Zo vlug als ik het hier schrijf, zo traag en moeizaam ging het gesprek met de islamleraar. Geduldig en nieuwsgierig luisterde ik naar de man met de dikke volle snor. Hij beheerste de Nederlandse taal nauwelijks, een vlotte dialoog was onmogelijk, een beetje onverstaanbaar brabbelen met zelf uitgevonden Turkse zinsconstructies, zo ging dat.
Maar mijn nieuwsgierigheid verrichtte wonderen, mijn geduld en belangstelling ook. Met deze deugden kon een uitzichtloos gesprek toch nog fatsoenlijk afgerond worden.

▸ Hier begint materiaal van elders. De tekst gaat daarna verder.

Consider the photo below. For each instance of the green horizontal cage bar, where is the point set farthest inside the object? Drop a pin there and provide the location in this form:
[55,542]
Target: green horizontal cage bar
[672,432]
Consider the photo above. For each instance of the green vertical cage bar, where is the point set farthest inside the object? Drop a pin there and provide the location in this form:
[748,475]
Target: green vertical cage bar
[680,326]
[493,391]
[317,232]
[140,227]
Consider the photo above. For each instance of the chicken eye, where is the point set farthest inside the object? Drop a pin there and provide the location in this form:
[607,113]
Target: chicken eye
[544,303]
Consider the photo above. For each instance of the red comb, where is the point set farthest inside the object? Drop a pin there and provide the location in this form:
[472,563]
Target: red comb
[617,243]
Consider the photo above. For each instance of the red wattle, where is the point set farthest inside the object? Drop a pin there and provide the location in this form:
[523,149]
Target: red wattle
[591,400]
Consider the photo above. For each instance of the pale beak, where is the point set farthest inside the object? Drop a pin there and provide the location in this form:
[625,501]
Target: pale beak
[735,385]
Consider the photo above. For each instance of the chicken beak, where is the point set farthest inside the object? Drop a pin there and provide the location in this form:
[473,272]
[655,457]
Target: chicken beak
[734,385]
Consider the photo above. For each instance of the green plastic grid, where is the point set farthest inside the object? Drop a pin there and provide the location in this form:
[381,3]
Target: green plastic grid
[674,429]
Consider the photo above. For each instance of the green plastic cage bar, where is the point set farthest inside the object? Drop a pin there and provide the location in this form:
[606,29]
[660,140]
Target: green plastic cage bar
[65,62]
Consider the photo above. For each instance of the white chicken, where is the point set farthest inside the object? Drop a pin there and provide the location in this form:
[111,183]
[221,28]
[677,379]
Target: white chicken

Nu zit de islamleraar bij Allah en zijn huishouden thee te slurpen uit een gouden kopje met daarin een zilveren lepeltje om in de thee te roeren. Ik zie hem zitten naast de andere islamleraren uit andere scholen. Ze vergrijpen zich aan gemarineerde varkenshapjes in rode wijnsaus. Kistjes havannasigaren zijn er ook in overvloed. Samen zitten ze ijverig een snelcursus Nederlands te volgen. De engelen uit de hemel, die zich infiltreerden in het hiernamaals van Allah, dwongen alle islamleraren tot deze inburgering, een inburgering die ze tijdens hun aardse leven verwaarloosd hadden. De engelen uit de hemel organiseren een enkele reis naar de hel voor alle islamleraren die niet slagen voor hun examen Nederlands. En dan helpt het stuntelige gezeur over "Grijze Wolven' niet meer!